Andy Burnham was in to ask the question – and Ed Miliband was there to associate himself with it. But they were heavily outnumbered, with half as many backbenchers as the Coalition, and no one of comparable rank to Ed (not even the Deputy Prime Minister).

This lack of organisation wouldn't be worth mentioning but Andy was recently appointed the new generation's "election co-ordinator". We may need an even newer generation at this rate. Who's in the Commons crèche these days?

The casus belli was the £7bn "fairness premium" announced by Nick Clegg last week. Poorer students are to be given this money over four years to help them through school – and maybe help them to Oxbridge (only 45 out of 80,000 of the poorest currently make it).

Is this fair? I'm the wrong person to ask, "fairness" doesn't make any sense to me in these matters. But that's the definition of cant. It's impenetrable to outsiders.

Fair or not, it's a very Labour-friendly policy – and indeed it actually was Labour policy at one point.
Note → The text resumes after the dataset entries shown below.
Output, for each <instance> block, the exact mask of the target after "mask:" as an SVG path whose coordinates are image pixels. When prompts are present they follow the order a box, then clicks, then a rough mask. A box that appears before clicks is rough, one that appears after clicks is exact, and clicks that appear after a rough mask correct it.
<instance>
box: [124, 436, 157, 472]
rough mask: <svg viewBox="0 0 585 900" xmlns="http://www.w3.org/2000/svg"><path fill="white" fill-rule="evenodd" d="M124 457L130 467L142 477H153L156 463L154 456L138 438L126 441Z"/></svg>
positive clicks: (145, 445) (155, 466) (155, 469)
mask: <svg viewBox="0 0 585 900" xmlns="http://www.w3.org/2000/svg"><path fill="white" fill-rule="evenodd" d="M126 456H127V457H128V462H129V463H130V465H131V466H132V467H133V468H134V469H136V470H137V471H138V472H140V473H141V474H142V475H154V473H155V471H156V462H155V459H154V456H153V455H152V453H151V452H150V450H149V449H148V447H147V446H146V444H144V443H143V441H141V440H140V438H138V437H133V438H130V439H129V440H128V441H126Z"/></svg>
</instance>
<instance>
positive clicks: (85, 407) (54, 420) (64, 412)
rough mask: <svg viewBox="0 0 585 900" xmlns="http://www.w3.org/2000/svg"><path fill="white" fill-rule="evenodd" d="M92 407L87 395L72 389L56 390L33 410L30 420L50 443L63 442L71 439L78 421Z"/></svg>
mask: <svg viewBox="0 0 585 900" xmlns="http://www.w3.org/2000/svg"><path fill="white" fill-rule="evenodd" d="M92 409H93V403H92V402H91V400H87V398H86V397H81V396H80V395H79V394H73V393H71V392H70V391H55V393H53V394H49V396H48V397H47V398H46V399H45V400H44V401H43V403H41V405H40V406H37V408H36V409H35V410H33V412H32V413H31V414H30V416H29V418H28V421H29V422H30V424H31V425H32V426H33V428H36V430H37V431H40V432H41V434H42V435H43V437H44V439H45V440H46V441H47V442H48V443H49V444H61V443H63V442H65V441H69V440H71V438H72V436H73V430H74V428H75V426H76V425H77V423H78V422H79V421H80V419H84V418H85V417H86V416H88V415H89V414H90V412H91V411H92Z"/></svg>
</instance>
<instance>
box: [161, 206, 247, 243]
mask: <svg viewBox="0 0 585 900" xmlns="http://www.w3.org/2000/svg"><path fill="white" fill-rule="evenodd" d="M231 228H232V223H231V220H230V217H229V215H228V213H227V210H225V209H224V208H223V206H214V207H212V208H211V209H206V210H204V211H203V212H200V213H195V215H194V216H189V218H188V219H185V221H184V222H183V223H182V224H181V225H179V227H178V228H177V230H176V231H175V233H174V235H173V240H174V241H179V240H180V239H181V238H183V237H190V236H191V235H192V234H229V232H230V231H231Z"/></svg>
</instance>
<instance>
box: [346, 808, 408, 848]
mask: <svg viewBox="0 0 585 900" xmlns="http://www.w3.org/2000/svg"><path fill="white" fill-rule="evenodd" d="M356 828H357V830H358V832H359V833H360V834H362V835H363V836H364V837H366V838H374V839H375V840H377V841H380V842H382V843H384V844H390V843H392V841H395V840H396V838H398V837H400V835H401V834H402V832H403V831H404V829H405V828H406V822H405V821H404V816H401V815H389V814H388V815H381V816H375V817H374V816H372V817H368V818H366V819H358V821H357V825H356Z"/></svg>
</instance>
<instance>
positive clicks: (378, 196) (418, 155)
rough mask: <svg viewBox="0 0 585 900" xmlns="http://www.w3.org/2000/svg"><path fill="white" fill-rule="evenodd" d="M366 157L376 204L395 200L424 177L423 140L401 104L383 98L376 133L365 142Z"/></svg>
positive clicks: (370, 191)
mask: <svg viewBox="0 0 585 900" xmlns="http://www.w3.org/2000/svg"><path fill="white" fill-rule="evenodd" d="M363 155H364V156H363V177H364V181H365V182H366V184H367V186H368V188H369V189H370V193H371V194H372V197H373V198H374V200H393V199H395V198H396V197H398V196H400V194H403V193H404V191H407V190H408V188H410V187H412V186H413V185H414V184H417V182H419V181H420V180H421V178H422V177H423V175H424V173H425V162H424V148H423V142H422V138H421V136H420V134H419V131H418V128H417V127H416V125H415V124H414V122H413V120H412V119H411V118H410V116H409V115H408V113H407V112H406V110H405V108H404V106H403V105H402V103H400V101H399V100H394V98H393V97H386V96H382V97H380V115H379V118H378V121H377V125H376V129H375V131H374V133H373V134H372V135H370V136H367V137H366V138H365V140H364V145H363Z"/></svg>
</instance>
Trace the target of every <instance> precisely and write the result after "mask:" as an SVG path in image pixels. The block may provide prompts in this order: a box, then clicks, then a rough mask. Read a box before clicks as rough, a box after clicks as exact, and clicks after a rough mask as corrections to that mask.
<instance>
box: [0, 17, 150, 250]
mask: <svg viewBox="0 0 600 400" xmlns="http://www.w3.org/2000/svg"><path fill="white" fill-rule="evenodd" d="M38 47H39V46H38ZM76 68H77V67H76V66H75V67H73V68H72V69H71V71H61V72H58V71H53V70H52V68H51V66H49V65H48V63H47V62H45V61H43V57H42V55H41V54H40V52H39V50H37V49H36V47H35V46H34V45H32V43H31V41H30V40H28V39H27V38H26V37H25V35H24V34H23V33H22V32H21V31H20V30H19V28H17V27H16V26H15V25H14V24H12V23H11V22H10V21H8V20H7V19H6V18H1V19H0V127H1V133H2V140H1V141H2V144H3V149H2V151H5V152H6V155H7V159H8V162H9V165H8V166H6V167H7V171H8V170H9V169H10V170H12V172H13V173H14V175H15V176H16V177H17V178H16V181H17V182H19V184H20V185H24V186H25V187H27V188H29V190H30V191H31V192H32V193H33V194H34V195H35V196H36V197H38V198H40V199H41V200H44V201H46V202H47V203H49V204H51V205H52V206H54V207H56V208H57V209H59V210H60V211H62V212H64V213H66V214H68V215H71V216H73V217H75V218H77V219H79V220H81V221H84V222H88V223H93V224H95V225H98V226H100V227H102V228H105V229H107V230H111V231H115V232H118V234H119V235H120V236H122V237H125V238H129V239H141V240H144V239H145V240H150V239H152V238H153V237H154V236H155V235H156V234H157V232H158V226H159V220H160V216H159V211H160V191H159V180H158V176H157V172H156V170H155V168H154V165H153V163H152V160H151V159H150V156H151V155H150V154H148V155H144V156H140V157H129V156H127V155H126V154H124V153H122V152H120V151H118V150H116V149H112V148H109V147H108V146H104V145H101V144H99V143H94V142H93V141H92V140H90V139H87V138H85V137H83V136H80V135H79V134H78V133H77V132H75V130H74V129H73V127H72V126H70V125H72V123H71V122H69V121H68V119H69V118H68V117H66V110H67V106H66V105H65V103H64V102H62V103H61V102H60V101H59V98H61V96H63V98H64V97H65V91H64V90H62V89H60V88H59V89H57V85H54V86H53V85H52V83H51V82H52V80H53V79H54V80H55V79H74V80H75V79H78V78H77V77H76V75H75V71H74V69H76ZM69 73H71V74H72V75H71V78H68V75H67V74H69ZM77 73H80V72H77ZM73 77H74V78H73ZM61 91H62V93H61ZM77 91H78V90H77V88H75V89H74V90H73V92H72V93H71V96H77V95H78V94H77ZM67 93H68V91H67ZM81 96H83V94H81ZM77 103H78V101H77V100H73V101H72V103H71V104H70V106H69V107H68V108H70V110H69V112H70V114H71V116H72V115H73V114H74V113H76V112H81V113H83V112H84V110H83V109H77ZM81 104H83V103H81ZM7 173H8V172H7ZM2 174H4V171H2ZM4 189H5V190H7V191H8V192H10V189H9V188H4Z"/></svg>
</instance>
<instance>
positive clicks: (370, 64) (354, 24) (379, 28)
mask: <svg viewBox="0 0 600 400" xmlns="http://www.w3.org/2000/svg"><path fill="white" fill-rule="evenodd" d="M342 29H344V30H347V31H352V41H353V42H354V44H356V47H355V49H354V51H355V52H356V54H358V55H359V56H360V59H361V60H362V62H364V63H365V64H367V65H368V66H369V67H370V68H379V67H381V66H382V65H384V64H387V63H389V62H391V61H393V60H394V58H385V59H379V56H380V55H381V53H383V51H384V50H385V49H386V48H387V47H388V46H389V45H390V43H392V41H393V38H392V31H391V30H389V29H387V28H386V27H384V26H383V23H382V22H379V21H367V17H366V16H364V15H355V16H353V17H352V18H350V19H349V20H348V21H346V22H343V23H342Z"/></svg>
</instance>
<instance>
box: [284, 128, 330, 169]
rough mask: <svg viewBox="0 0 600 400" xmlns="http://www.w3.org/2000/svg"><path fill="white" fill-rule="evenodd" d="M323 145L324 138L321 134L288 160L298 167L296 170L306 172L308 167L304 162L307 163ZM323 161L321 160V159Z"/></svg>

You'd think it wasn't something to boost back into the headlines without a series of powerful and penetrating debating points.

Andy asked more about the process than the policy. He said it was all announced as shambolically as the child benefit changes; he wanted to know when had Gove been told, and had the Cabinet discussed the entire thing before the media had been briefed?

Does the public really mind about these things? The ancilliary points allowed Gove in his reply to dance around the "robbing Peter to pay Paul" point with nimble feet.

"I first knew about the premium – and nodded with approval – when I read the Lib Dem manifesto," he said with a latent smile to indicate he had told the truth without telling the truth.

And then the packed Labour front bench had to listen to Gove flattering their troops into submission. He "paid tribute to a great Education Secretary" (David Blunkett mimed a shot in the heart) under whose stewardship "standards rose in spite of three successive years of declining funding". (No one asked why £7bn was then so necessary.)

He praised Barry Sheerman for "two excellent questions" and declared, "I often find myself agreeing with him." Mike Gapes came in for a little aggressive petting, and even the Bercow report was praised with no indication of hidden revulsion.

Only Geraint Davies got rollicked, and there's no one the House more enjoys seeing turned upside-down.

The new amateurism on both sides of the House is a great relief to observers – and maybe the public. Leaders no longer have to admit they are omniscient and infallible. "Quite right," they can say. "Good point. We'll look at that again. We've got two years before it comes in. I do like that brooch by the way, may I ask where you got it?"